Nous proposons donc d’inscrire les recettes départementales manquantes et dues par l’État, c'est-à-dire les compensations financières liées aux budgets de compétences que l’État se doit d’honorer. Face à ces recettes, nous proposons d’inscrire en dépenses des dispositifs permettant de mettre en œuvre une véritable solidarité des hommes et des territoires dans l’ensemble des champs de compétences des départements.

Notre résistance aurait pu se manifester si vous aviez donné votre accord pour voter le budget en déséquilibre ce qui aurait été un premier pas.

Monsieur le Président, mes cher-e-s collègues,

Si nous continuons dans cette voie, nous n’aurons plus les moyens financiers pour boucler un budget à l’horizon 2017.

A quoi servira-t-il alors de faire de la politique lorsque le budget départemental sera géré par la chambre régionale des comptes.

Est-ce que ceux qui nous gouvernent en ont conscience ? Nous pouvons espérer qu’ils finissent par nous entendre.
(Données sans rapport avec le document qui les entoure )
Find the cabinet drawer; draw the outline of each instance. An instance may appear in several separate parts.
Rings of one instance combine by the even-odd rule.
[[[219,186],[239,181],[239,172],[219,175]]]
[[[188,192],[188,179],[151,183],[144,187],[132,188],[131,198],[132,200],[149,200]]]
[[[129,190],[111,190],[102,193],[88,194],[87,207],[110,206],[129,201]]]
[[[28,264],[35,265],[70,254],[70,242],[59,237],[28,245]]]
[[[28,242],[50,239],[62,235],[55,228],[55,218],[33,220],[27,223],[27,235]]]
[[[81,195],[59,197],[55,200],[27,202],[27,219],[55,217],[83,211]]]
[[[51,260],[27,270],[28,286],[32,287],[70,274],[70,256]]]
En attendant, il faut se mobiliser, dès maintenant et rechercher ensemble les initiatives et les énergies capables de débloquer cette situation.

 

Vœu relatif à la baisse des dotations de l’État aux collectivités

 

Comme l’ensemble des communes du Puy-de-Dôme, notre collectivité est directement affectée par le « Programme de stabilité budgétaire » présenté par les ministres Sapin et Ecker aux députés de la Commission des Finances il y a quelques jours. Un pacte de stabilité - ou plutôt de décroissance budgétaire - dont voici quelques chiffres extraits du Monde Diplomatique. En 2014, 41 milliards pour les entreprises, 41 milliards qui n'ont pas rejoint les caisses de l’État au nom du Pacte de compétitivité ; moins 4 puis moins 2,2 milliards de dotation aux collectivités, toujours pour 2014, et moins 5 milliards annoncés pour 2016, selon le Projet de Stabilité.
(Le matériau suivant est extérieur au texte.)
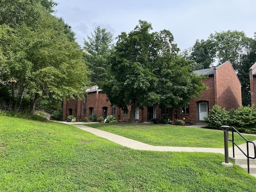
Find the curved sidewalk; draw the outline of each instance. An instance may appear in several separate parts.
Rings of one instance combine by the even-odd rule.
[[[224,154],[224,148],[200,147],[168,147],[153,146],[142,142],[135,141],[122,136],[92,128],[84,125],[72,125],[75,127],[89,132],[99,137],[130,148],[149,151],[173,151],[186,152],[207,152]]]

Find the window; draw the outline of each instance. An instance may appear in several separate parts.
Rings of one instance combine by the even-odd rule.
[[[189,106],[186,106],[181,108],[181,111],[180,113],[182,114],[189,114]]]
[[[169,108],[161,108],[161,114],[168,114],[169,113]]]
[[[111,114],[114,116],[116,115],[116,106],[113,105],[111,108]]]

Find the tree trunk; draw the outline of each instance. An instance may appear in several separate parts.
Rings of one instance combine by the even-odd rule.
[[[39,97],[39,96],[38,93],[36,93],[35,94],[35,98],[34,99],[33,98],[33,95],[30,96],[30,115],[32,115],[35,111],[36,104],[36,101]]]
[[[135,110],[136,109],[136,100],[133,99],[131,104],[131,111],[130,112],[130,123],[135,122]]]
Les conséquences immédiates de ces baisses de dotations sont multiples :

  • En réduisant la dépense publique, les déficits publics ne baissent pas. Pire, ils continuent leur progression car les rentrées fiscales n’atteignent pas les objectifs fixés et génèrent un nouveau déficit plus important. Ce nouveau déficit nécessite ensuite de nouvelles coupes budgétaires
  • Une baisse des investissements, baisses d'activité pour les entreprises, baisse des recettes fiscales conjuguée à hausse du chômage et finalement augmentation des prestations sociales de compensation (APA, APCH)
  • La nécessité de maintenir les budgets en équilibre entraîne de fait une augmentation des prélèvements sur les citoyennes et les citoyens tout en restreignant les budgets des collectivités territoriales. En réalité, nous allons assister à la dévalorisation du service rendu aux bénéficiaires et au développement de mauvaises pratiques. Le travail de partenariat que mène le conseil général doit évoluer vers plus de confiance, d'écoute et d'échange.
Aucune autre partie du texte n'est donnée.